Unable to achieve published result in DailyDialogue
Hi, I am trying to retrain your model as a baseline, and till now SWDA gave the results as per the paper. actually, slightly better. But for the DailyDialog dataset, even after multiple runs the best we got is, (row1 is no validation, row2 on test set
A, E, G are for sim_bow BLEU-R | BLEU-P | F1 | A | E | G 0.305 | 0.170 | 0.218 | 0.940 | 0.609 | 0.857 0.298 | 0.163 | 0.211 | 0.940 | 0.605 | 0.857
Whereas the paper mentions the best results to be

Was there any changes made to the code with respect to the configuration in the paper? I couldn't find any discrepancy. Can you point me to what might be the issue?

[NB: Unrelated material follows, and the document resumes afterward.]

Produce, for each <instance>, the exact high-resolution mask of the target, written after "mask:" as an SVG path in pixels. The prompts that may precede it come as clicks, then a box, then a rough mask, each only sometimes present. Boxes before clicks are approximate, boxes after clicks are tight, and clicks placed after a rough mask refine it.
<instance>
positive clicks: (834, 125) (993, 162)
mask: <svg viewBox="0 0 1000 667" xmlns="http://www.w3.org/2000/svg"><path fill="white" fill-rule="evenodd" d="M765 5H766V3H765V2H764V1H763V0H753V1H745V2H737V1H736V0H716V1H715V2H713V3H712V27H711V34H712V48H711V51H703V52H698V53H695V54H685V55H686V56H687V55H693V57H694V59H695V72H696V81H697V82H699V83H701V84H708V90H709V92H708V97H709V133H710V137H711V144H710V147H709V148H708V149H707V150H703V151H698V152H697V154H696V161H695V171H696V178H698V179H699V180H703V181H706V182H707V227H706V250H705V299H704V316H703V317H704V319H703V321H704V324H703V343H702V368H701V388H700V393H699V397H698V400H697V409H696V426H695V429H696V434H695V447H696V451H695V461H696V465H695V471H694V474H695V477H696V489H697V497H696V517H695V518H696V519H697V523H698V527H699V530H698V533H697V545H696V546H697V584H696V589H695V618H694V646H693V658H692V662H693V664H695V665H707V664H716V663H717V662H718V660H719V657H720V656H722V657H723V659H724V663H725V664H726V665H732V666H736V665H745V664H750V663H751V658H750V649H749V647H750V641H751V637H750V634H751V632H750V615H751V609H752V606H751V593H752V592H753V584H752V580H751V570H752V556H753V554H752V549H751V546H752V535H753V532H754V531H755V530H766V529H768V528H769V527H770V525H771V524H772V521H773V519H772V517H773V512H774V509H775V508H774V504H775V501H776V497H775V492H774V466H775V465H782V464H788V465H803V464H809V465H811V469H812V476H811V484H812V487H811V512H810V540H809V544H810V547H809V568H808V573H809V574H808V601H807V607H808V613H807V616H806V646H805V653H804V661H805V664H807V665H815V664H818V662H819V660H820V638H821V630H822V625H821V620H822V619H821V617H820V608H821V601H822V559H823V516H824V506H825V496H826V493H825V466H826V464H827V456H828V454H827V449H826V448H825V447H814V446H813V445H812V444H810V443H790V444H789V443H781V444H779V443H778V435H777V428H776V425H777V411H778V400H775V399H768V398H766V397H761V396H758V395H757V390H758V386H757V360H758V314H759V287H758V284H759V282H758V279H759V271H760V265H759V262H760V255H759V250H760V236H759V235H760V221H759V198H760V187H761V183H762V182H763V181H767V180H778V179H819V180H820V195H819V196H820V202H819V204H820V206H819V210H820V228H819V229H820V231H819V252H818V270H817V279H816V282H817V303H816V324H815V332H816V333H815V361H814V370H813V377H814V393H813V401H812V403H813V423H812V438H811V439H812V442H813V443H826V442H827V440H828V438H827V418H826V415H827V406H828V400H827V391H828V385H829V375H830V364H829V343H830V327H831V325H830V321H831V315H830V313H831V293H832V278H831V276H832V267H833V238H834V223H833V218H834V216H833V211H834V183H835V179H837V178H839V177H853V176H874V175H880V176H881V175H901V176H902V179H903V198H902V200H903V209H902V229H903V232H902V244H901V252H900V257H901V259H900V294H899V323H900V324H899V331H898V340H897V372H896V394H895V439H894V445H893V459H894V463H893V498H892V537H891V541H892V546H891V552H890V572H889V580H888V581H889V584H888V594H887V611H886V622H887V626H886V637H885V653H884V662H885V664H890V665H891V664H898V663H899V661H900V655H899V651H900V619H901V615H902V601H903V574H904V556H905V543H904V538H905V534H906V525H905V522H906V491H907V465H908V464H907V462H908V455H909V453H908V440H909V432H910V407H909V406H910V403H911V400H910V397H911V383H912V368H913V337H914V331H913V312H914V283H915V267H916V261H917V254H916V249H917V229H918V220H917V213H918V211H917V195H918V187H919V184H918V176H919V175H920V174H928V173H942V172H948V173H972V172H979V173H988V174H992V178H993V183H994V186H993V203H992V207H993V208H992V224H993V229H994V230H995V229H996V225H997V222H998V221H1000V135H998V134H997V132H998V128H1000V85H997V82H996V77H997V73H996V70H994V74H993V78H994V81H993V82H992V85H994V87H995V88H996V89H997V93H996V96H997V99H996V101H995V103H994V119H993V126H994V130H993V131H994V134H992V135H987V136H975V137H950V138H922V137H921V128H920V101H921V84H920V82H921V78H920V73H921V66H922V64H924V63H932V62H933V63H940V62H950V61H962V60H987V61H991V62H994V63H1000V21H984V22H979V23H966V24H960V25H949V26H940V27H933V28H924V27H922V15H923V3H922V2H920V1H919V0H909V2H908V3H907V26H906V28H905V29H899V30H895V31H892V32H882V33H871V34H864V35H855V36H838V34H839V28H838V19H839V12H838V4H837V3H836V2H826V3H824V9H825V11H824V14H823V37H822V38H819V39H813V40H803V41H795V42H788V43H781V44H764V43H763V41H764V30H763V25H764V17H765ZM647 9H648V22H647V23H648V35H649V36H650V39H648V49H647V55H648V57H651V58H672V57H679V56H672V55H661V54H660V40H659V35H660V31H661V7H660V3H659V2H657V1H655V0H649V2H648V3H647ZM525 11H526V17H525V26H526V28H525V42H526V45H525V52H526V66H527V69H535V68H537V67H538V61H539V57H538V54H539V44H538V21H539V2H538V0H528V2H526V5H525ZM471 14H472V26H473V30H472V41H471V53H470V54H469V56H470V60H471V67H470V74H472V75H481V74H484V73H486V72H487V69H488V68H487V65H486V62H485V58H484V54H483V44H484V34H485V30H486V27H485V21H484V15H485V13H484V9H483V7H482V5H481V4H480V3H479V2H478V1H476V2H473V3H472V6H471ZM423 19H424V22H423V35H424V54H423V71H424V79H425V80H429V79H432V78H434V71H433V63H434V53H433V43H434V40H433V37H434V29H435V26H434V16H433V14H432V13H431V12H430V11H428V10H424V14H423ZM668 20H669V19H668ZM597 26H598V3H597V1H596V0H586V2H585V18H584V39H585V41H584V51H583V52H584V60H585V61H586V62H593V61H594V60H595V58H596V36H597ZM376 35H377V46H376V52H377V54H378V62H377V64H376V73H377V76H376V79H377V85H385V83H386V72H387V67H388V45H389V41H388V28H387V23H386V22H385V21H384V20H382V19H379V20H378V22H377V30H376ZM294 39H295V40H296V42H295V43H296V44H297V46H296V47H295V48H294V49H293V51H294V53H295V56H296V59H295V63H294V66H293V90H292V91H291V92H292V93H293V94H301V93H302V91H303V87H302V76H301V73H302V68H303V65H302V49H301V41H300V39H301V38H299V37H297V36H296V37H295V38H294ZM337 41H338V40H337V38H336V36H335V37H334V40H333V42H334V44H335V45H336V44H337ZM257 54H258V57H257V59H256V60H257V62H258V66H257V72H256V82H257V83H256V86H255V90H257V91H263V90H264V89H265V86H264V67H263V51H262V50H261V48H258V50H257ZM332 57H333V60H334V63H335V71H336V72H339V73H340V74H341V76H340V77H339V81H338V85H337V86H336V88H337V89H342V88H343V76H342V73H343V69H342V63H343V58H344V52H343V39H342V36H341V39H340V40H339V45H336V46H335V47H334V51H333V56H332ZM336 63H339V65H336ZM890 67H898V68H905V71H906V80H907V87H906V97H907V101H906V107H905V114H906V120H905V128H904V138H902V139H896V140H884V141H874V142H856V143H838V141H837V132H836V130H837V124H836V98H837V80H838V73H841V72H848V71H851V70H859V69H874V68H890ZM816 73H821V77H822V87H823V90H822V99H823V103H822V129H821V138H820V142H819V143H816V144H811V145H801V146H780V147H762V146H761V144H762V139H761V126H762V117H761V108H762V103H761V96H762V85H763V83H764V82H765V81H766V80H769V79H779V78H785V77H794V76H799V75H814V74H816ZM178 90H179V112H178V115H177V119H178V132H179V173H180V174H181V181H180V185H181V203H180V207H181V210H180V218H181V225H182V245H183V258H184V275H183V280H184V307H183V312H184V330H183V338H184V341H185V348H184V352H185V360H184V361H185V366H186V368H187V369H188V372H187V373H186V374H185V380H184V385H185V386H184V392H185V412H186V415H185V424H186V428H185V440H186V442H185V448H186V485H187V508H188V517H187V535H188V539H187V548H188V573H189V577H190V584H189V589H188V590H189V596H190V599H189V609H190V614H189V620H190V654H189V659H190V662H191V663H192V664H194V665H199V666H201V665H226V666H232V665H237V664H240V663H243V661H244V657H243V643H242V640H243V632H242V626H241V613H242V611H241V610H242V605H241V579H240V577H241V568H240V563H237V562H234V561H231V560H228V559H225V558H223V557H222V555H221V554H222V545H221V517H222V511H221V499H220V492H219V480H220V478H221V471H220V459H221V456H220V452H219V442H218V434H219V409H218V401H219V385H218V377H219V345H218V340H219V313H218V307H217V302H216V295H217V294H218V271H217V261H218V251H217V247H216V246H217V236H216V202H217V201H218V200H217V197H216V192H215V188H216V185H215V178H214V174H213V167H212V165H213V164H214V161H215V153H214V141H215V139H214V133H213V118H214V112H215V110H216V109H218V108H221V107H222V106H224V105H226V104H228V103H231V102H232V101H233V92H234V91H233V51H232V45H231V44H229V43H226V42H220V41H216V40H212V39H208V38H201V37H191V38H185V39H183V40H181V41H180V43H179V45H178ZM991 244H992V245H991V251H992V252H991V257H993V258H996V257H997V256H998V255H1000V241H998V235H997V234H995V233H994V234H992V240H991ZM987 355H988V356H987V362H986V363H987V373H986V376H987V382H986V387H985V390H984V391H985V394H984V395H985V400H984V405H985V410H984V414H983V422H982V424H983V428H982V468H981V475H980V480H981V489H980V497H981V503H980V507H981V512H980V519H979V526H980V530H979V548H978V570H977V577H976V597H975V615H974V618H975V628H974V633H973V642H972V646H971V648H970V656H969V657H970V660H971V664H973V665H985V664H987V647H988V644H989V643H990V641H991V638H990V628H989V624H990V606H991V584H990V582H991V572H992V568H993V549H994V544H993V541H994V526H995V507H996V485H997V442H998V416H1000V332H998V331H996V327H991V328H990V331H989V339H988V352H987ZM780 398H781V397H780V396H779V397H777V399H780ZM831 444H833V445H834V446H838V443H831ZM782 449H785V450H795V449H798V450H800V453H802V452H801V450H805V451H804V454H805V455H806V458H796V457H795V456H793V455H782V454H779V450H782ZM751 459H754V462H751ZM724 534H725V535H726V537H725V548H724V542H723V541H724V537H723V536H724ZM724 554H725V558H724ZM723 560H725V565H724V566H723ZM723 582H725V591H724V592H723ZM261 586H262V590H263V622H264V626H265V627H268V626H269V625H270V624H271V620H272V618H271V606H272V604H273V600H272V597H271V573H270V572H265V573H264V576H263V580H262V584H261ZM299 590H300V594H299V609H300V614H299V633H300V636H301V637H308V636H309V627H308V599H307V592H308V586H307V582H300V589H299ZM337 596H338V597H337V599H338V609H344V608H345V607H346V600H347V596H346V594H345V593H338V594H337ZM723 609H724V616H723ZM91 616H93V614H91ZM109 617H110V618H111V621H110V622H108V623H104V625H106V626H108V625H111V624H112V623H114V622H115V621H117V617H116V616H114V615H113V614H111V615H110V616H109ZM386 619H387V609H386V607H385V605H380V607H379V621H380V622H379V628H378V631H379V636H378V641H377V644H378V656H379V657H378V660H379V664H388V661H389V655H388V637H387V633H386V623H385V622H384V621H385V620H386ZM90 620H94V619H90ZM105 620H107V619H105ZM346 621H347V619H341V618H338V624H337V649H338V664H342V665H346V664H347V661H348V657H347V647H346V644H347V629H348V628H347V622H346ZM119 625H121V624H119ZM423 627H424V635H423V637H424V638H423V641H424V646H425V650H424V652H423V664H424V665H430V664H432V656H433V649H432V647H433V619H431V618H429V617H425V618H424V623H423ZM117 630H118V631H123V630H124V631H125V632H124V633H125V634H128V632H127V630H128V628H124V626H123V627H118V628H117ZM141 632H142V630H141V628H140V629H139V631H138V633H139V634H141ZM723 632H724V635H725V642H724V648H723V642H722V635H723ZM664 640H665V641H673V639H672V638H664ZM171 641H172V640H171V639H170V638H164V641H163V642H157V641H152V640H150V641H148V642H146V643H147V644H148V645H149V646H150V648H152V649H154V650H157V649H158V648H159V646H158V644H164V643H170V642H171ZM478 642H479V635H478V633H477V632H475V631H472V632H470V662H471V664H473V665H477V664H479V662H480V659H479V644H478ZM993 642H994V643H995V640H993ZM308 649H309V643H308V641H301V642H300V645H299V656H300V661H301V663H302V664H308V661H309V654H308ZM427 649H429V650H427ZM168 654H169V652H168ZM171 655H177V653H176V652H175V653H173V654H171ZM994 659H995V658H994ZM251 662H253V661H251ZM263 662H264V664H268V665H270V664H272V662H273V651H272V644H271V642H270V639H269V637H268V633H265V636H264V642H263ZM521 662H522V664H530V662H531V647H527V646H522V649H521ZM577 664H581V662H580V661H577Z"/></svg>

Thanks for pointing out. There seems to be a big deviation to the original results since recently. Somebody reported better results than that reported in the paper for the DailyDial dataset. We are not sure whether it is due to any change of environment other than those written in the "requirements.txt". We are figuring it out and will let you know.
Ok, thanks. Although we were using an environment as per the requirements.txt only. Also like you said, we also noticed quite a bit of variance between different runs. (Even when the seed is given as an argument)
Also, in #2341 it was shown that the NLTK lib has some issues, related to the SmoothingFunction() and therefore received an update to fix it. Hence, it is no longer possible to achieved the same results.